Stories including Brooke Widman

What We Learn Within…

Graduation. It seems strange to talk about that word now as I sit here, one week before I will be participating in what seems like a day I’ve prepared for my entire life. Through grade school and high school, we were instructed and encouraged to do well in our classes, be involved in community work and produce an all around persona that would eventually get us into a great college. As we approach graduation, I’m realizing more and more that it seems like, until this moment, everything has been in preparation for the completion of our college education and now, as we near the end, I find myself asking: Now what?

In order to not completely diminish our direction and enthusiasm for the future, the truth is that the lot of us have certainly approached our college educations as a medium through which we can move on to great careers, further research or education opportunities or simply a life guided by the knowledge and experience of a liberal arts education. Having experienced Vassar and all it has to offer, I leave here with the fabulous sensation of knowing that, while a comfortable and familiar place, Vassar has made me ready to go because of its effectiveness as an institution of learning and a place that prepares its students to do great things.

As I look back at my four years here, my first thoughts are about how much I’ve changed, how my professors, friends and mentors have altered the way I think about things and mostly how I think about myself. I remember entering the gates of Vassar in 2006 with expectations that seemed inflated and idealistic and I am leaving here having met all of them and exceeded most.

It’s hard to condense what it has been like to be a Vassar student into so many words as the experiences are numerous and the lessons often unexplainable. I can say this, however: Vassar has taught me how to think. I learned somewhere around the second semester of my sophomore year that I don’t have to believe every theory or article my professor presents to me or adhere to the opinion of the most aggressive student in class. Rather, I learned that these things were there as challenges to my own imagination and channels through which I had the luxury of deciding for myself what I was going to think about and take from each individual experience. I learned that not until you know what you’re confident about and have sufficient evidence or cause to believe in it should you begin to try and convince others of it.

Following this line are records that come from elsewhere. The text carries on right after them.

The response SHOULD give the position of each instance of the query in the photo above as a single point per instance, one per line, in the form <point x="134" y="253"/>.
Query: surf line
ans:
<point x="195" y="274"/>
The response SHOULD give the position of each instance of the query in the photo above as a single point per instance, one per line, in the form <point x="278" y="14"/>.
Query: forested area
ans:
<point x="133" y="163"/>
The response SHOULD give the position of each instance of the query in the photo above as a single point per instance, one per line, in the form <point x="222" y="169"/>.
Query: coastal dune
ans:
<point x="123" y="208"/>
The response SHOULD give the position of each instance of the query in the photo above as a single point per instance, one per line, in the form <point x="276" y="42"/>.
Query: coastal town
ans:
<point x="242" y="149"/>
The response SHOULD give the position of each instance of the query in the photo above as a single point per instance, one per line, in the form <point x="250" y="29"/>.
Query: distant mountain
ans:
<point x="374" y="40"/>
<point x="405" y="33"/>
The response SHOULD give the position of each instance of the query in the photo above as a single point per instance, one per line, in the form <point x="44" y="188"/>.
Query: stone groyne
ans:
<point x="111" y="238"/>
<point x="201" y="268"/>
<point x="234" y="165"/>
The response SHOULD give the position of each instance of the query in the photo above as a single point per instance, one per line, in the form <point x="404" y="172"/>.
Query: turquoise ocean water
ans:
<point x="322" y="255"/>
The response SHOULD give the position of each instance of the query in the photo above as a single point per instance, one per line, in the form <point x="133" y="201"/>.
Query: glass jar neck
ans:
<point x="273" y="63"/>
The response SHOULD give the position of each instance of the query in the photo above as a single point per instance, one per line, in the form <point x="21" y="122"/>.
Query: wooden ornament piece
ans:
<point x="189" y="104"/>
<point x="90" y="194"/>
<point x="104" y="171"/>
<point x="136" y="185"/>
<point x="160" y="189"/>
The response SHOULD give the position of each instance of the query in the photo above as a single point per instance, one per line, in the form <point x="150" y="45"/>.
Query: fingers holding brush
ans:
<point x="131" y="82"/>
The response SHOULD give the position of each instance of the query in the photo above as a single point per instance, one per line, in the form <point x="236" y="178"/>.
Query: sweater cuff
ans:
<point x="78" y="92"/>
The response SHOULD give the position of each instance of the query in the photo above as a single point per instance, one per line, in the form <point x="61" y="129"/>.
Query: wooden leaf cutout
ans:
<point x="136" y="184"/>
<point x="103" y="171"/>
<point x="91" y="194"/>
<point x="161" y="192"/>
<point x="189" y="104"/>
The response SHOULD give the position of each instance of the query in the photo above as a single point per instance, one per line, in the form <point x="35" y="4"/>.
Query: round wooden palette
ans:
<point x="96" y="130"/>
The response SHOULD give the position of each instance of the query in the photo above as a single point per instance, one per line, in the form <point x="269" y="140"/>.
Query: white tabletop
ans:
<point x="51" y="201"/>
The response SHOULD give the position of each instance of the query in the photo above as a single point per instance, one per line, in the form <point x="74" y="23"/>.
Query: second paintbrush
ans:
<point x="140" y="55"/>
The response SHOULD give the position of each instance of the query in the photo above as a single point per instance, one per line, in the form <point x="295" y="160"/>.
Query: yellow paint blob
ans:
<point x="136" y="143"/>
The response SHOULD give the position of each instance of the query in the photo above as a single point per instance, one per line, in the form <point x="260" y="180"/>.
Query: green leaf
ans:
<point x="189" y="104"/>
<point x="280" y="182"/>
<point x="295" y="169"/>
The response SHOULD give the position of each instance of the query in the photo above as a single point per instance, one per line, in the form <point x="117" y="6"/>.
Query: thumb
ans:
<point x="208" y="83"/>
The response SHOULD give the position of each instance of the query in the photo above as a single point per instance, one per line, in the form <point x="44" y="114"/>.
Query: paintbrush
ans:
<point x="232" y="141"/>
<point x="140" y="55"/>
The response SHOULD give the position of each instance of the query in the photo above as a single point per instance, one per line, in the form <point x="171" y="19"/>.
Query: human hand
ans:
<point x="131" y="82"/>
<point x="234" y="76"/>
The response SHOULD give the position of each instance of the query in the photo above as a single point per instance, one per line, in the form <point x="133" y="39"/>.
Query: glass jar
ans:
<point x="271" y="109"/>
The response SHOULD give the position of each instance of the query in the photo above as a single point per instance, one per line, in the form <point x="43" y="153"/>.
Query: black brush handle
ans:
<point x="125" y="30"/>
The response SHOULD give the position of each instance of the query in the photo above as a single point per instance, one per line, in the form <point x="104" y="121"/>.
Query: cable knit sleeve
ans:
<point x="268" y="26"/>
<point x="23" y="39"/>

I learned that thinking, and thinking well, can get you anywhere.

As I approach my final days here, I think of the 34 credits I’ve earned across numerous disciplines ranging from women’s studies to economics and American Sign Language to Proto-Indo European linguistics and feel as if I’ve been filled by the knowledge of how to engage, how to explore and how to grow.

What comes next? Well, specifically, jobs, graduate school, time off, exploration and fellowships, etc, but in the more general sense, who really knows? On May 23, we will be setting out from the gates of Vassar and be have our knowledge and skills put to the test in making this world what we want it to be and in using our education to change realities and develop new ideas. So when all along we were preparing for college with an uncertainty as to what would come next, my feeling is that there was no way for anyone to inform us on or prepare us for that part. We’ve finally reached the point where we’re in control of the “what comes next,” and I truly believe we’ve all been sufficiently prepared to depart and find greatness.

My best wishes to the Class of 2010, and may we all contribute a little of what we’ve learned within these walls to the betterment of what awaits us outside of them.